Я затосковала и опечалилась. Хотелось домой. Я должна была уже давно сидеть за роялем, но Гарик стойко дежурил у входа. Как отдать ему ключ и не получить при этом по шее, я не знала. Хорошо все обдумав, я пошла на переговоры. Через стекло я проорала ему, что, мол, я верну ключ, но ты – первое: меня выпускаешь, второе: даешь мне свой самопальный пистолет пострелять (тут Гарик яростно замотал головой), и тогда, продолжала я, (ох, и шантажисткой я была в детстве!) и тогда я никому во дворе не скажу, что видела твою фотографию в трехлетнем возрасте, где ты с локонами и в платье! Быстро выпалив все это, я снова затанцевала, строя рожи. Гарик печально кивнул.
Получив вожделенный пистолет, я решила пару раз стрельнуть, а потом уже побежать домой, просочиться в свою комнату, плюхнуться на стульчик у рояля и сделать вид, как будто я давно и безнадежно копаюсь в «Сонатине» Клементи.
В райкоме был обеденный перерыв. И я – ай-ай-ай! – прицелилась в портрет вождя. Гарик стоял рядом со мной в вестибюле и ныл, чтоб я отдала пистолет, что я не умею целиться, что не так и что дай я покажу. Мой первый выстрел был неудачным, кусок алюминиевой проволоки дзынькнул о стену и шлепнулся на пол. Тогда Гарик, отобрав у меня самопал, прицелился портрету прямо в глаз и попал, пробив дырку в ветхом холсте. Вот тут, как в кино, в райком вошел Чижевский, самый что ни на есть первый секретарь в галстуке.
Что тут началось! Чьи это дети?! Кто их родители?! Тут же по этажам забегали люди, нас завели в какой-то кабинет. Блондинка с золотыми зубами положила на стол лист белой бумаги, нацелилась в него ручкой и стала нас допрашивать: «Имя? Фамилия? Школа?» – но мы с Гариком молчали. Гарик – потому что до смерти испугался.

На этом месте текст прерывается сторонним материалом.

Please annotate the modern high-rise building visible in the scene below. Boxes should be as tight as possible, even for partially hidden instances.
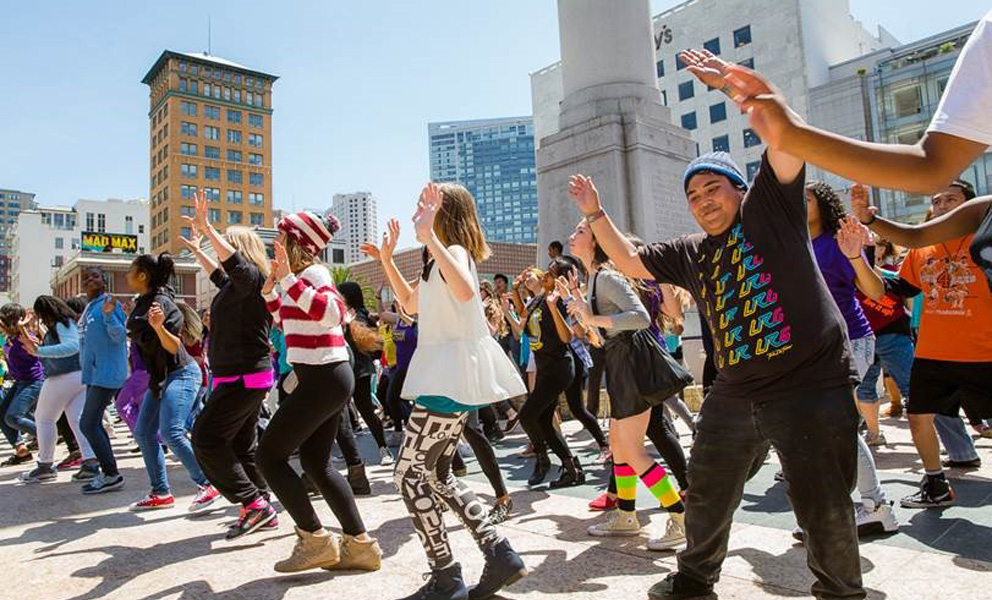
[141,50,277,253]
[531,0,898,185]
[0,189,35,292]
[324,192,379,264]
[427,117,537,244]
[809,23,992,222]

Я – потому что предполагала последствия.
А поскольку, как я сейчас понимаю, не в их коммунистических интересах было распространяться о девятилетних диверсантах в райкоме партии, нас отпустили с миром, прочитав серьезную лекцию об октябрятском долге и чести, и что Ленин всегда живой, всегда с тобой. В горе, в надежде и в радости. Наверное, какие-то директивы они разослали по школам города об укреплении и повышении контроля и усилении воспитательной работы. Но мне лично попало только за опоздание к роялю, потому что моя сестра Танька уже успела сыграть в парикмахерскую и выстричь у своей подруги Наташки Томашенко клок волос прямо над глазами. Под корень.
Дальницкая, 13
Дедушка мой был необоснованно убежден в неотразимой, невероятной красоте свой внучки. Поэтому не пускал меня по вечерам гулять с подружками. Куда?! Что вы?!
– Сиди дома, – приказывал он. – Из-за тебя же стрельба начнется. Сиди дома.

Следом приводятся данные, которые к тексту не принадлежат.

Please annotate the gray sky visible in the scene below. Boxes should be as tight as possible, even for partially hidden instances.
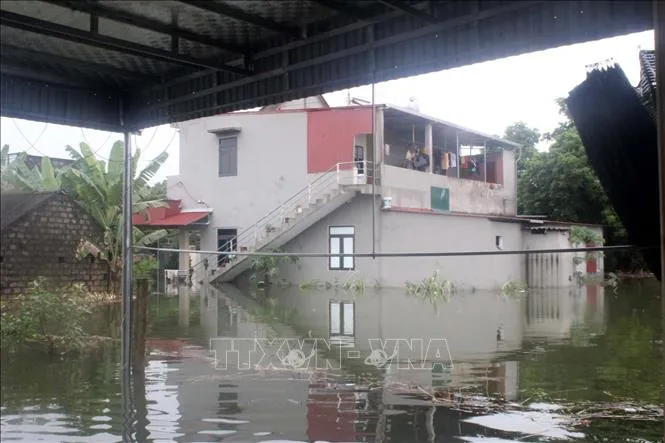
[0,31,654,180]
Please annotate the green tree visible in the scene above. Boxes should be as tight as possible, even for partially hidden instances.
[62,141,168,290]
[2,149,63,192]
[503,121,541,177]
[506,99,644,271]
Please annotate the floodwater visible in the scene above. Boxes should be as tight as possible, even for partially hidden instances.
[0,281,663,443]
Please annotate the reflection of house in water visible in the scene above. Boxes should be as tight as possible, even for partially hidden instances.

Дедушка мой, Зиновий Соломонович, которого в 1917 году родители пытались вывезти за границу в корзинке, но на последний пароход не попали, в идеале хотел бы, чтобы я в свои тринадцать лет носила гимназическую форму и косы, не ленилась, тайком читала Чарскую, приседала в глубоком реверансе перед венценосными особами и была «всегда скромна, всегда послушна, всегда как утро…». У бабушки, коренной одесситки, запросы на мой счет были попроще: снять эти ужасные «бруки» (предмет моей гордости – «Левис»), надеть платьице, фартук и идти на балкон рубить рыбу.

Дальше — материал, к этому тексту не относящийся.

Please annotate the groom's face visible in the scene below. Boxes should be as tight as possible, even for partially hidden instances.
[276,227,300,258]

– И причешись, – делали замечания оба. – Причешись! Я тебе сейчас покажу «Битлы», такие «Битлы» тебе покажу! Будут тебе «Битлы»!..
Ну и что они могли мне показать? Деда, как махатма Ганди, носил свою вставную челюсть в складках одежды. Поэтому не всегда можно было понять его отношение к «Битлам». А бабушка, уставшая со мной бороться, однажды, опираясь на библейскую мудрость, объявила, что я сама наконец должна научиться определять, где «семачки», а где «лушпайки».